Durante décadas, y con estas nuevas mediaciones, el sistema institucional “aguantó”, y la sociedad, en buena medida, pudo decirse a sí misma que se encontraba políticamente representada. Pero, otra vez, las comunidades volvieron a cambiar, en su estructura económica, en su organización social, en su formación educativa. Poco a poco, en las nuevas sociedades, post-industriales, las divisiones antiguas (entre grandes y pequeños propietarios; capital y trabajo; clases altas, medias y bajas) perdieron sentido. Ingresaron así, a la vida pública, y con sus propias demandas y expectativas, cantidad de nuevos grupos, que ya no encontraban fácil expresarse partidariamente, ni encontraban qué persona o qué agrupación los representase: desempleados, empleados en negro, empleados autónomos, trabajadores informales. Con la explosión multicultural, todo adquirió un nuevo nivel de dificultad. Ahora aparecían grupos y minorías que, por primera vez, y por fin, se consideraban autorizados a reclamar por lo que consideraban propio: el lugar que nunca se les había reconocido. En dicho marco multicultural, mujeres, minorías étnicas, minorías raciales, minorías lingüísticas, minorías sexuales ingresaron con toda su fuerza en la esfera pública. Pero ya los viejos envases o continentes -los partidos políticos- no parecían servir, en absoluto, para canalizar sus reclamos. Se hicieron recurrentes, entonces, las quejas, y las demandas insatisfechas. Los Congresos lograban incluir, entonces, dentro suyo, sólo a un puñado de intereses y puntos de vista, mientras que la mayoría de ellos quedaban “puertas afuera”: el sistema institucional se mostraba fundamentalmente incapacitado para representar a toda la sociedad, como antes lo hacía.
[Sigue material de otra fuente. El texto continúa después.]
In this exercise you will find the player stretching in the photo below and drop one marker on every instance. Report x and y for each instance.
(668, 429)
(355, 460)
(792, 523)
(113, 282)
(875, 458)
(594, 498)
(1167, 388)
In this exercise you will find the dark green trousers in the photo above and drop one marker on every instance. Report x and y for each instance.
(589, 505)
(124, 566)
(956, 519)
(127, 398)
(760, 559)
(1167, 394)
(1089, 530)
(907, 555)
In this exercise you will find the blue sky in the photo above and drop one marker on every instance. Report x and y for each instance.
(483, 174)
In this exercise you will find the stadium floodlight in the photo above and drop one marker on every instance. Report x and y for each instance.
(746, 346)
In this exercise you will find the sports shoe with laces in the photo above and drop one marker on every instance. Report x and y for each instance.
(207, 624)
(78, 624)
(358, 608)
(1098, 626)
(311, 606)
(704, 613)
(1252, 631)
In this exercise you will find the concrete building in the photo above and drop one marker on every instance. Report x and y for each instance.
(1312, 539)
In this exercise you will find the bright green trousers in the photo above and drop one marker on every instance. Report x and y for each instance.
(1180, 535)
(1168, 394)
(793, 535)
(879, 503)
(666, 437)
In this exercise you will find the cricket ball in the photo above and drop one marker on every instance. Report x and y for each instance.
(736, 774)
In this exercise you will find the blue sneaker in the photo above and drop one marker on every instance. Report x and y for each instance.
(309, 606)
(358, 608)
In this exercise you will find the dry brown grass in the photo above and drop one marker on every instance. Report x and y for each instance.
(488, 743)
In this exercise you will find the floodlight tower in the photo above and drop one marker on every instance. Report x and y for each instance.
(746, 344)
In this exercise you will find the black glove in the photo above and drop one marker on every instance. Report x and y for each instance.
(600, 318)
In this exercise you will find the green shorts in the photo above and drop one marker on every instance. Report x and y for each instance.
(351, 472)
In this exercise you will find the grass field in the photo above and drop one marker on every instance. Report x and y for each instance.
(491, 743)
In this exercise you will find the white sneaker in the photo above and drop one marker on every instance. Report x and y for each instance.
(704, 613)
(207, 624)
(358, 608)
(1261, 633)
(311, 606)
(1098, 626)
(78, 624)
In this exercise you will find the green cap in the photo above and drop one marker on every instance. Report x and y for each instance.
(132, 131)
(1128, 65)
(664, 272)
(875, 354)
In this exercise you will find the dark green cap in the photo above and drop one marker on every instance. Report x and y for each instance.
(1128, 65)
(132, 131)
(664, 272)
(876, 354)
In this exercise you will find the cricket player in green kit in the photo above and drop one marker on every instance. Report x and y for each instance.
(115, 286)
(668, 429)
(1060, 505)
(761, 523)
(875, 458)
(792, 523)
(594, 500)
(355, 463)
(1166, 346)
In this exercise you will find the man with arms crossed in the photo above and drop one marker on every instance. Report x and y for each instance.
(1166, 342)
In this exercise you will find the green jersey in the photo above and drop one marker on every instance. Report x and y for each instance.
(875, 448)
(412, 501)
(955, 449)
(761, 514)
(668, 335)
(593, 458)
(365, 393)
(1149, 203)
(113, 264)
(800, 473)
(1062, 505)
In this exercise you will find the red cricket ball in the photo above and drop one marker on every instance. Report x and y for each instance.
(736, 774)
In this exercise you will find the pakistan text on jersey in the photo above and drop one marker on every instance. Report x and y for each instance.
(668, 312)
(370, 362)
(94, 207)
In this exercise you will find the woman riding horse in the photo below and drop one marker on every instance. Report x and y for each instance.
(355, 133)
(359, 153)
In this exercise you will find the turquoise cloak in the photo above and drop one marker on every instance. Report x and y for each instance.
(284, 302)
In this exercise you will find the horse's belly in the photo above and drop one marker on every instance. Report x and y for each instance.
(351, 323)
En el tiempo presente, la situación se radicalizó, con el desarrollo de identidades multifacéticas, individualizadas. Quiero decir, contemporáneamente, el hecho de que una persona sea un obrero o un empresario predice muy poco sobre lo que esa misma va a querer o demandar frente a los aspectos claves de su vida. En el pasado, con cierta razón, se podía presumir que, dado el lugar que ocupaba un individuo en la escala salarial y social, esa misma persona exigiría ciertos resultados, comunes a todos los de su clase: mejores salarios, seguridad en el trabajo, vacaciones pagas. De alguna manera, el interés de un obrero era común al de todos los obreros; el interés de un empresario, común al de todos los empresarios. Por eso, en el pasado, pudo asumirse, con razón, que la presencia de un puñado de obreros, en el Congreso, implicaba la representación de todos los obreros, de toda una clase. En la actualidad ya no. El hecho de que una persona sea un obrero ya no nos permite predecir, en absoluto, que los intereses de este individuo van a coincidir, en lo esencial al menos, con el de todos los aquellos situados en su misma franja salarial. Mucho menos que eso: no es dable esperar que este obrero tenga mucho que ver con la misma persona que se encuentra sentada a su lado, en su propio trabajo. Juan puede ser un obrero pero, previsiblemente, y a diferencia de su compañera María, tendrá opiniones particulares y diversas de las de ella, en una mayoría de los temas que les interesan: sobre la inmigración; sobre salud reproductiva; sobre drogas; sobre armas; sobre política, sobre economía. Las preferencias no son comunes, ni transitivas entre una y otra área de la vida, ni estables en el tiempo, como alguna vez -se asumió- lo fueron.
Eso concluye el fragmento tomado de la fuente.